Jean-François TOUSSAINT
Nous n’avons pas encore d’explication claire quant à la progression des performances dans les
années 90. L’EPO n’est peut-être pas la seule explication car nous ne connaissons pas encore
son impact exact mesuré sur la performance cycliste.
Armand MÉGRET
Je ne peux pas vous en dire davantage à ce jour. En revanche, j’aimerais que le cyclisme cesse
d’être stigmatisé. Bien sûr, l’EPO est responsable de l’évolution anormale qui a été relevée,
mais s’il s’agissait du seul facteur, nous devrions assister à un repli des performances.
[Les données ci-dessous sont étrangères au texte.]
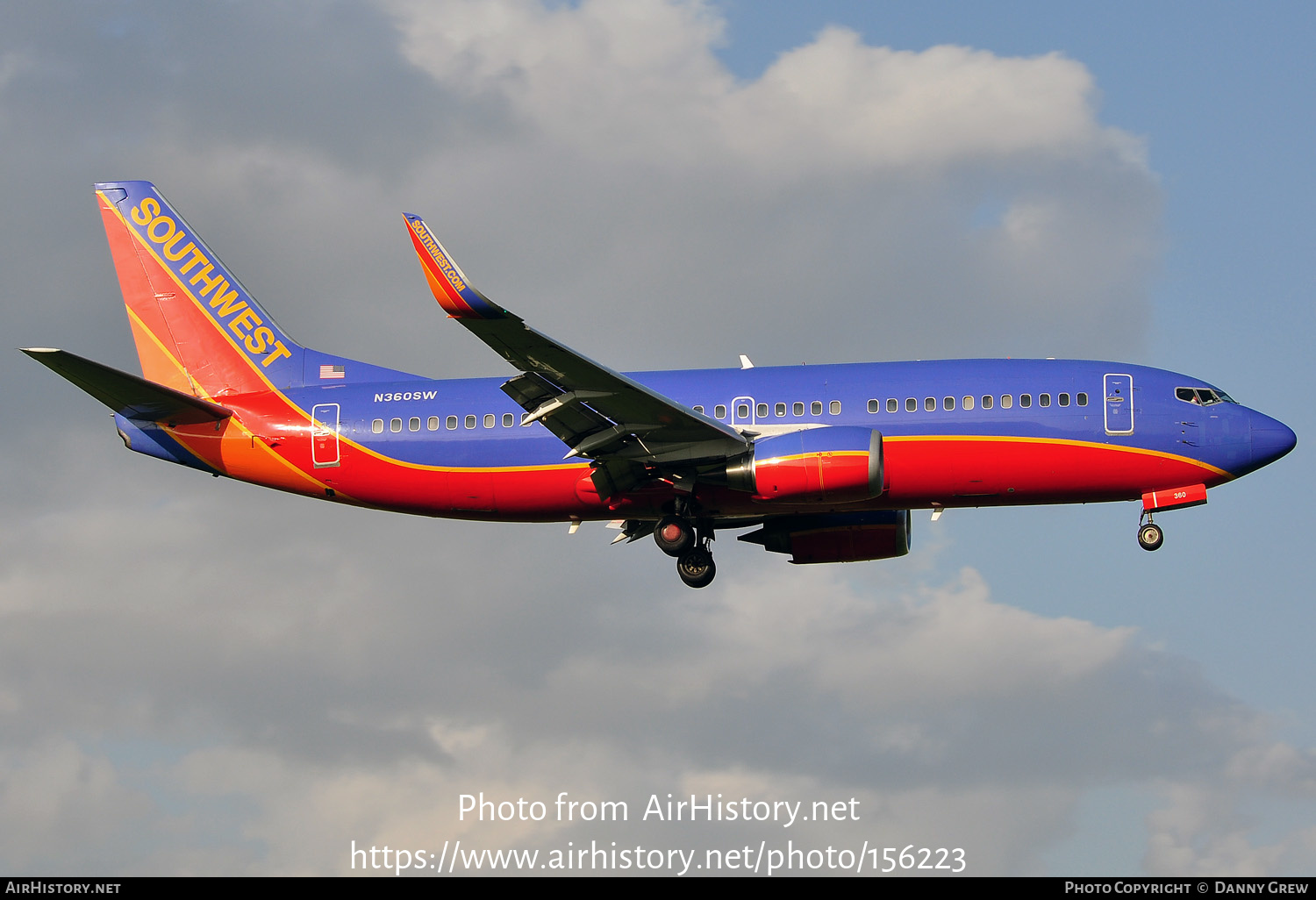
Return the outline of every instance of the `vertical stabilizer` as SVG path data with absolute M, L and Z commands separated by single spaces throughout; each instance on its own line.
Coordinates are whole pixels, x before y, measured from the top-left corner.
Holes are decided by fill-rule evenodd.
M 284 333 L 150 182 L 96 186 L 142 375 L 217 397 L 303 383 Z

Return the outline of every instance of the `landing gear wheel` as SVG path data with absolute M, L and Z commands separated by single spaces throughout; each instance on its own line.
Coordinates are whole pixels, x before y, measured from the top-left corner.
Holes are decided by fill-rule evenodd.
M 691 550 L 676 561 L 676 574 L 690 587 L 708 587 L 713 576 L 717 575 L 717 566 L 713 564 L 713 554 L 699 547 Z
M 1144 550 L 1155 550 L 1165 543 L 1165 532 L 1155 522 L 1138 526 L 1138 546 Z
M 695 528 L 682 516 L 663 516 L 654 525 L 654 543 L 669 557 L 680 558 L 695 546 Z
L’entraînement a peu évolué. Il n’est pas du tout optimisé. Les coureurs sont livrés à euxmêmes. Cela explique beaucoup de dérives.
Jean-François TOUSSAINT
La stigmatisation n’est clairement pas notre objet. Nous avons balayé l’ensemble du spectre
sportif. Le biais de l’entrée par l’épidémiologie de la performance nous a paru être un point
essentiel pour comprendre la situation actuelle du sport de haut niveau. Nous ne stigmatisons
pas. Nous mesurons. Or l’ensemble du cyclisme sur route montre la même évolution.
De la salle
Les deux points atypiques qui ont été relevés me font penser que les transfusions sont plus
efficaces que l’EPO.
De la salle
Je ne suis pas surpris du changement de performance dans les années 90. Nous savons très
bien ce qui s’est passé à cette époque. Toutefois, la difficulté du Tour de France ne se juge pas
par le dénivelé dans les cols, mais plutôt par la distance parcourue. Or celle-ci a diminué. De
fait, les coureurs vont plus vite. De plus, deux jours de repos ont été introduits. Enfin, les
vitesses ont peu changé sur Paris-Roubaix dans les années 90. Chacun sait que l’EPO agit
davantage sur une épreuve d’endurance que sur une épreuve d’un jour.
Nour EL HELOU
La vitesse du vainqueur de Paris-Roubaix a également évolué dans les années 90.
Jean-François TOUSSAINT
La diminution de la distance du Tour de France remonte au début des années 1920. Il n’y a
pas eu de mouvement nouveau dans les années 90.
De la salle
Un sociologue allemand avait travaillé sur cette question de l’évolution des performances. Il
serait intéressant de comparer les performances des meilleurs français avec les performances
des meilleurs mondiaux et des coureurs d’autres pays.
Jean-François TOUSSAINT
Une étude géopolitique de l’ensemble des records du monde sera présentée dès demain à la
société française de médecine du sport.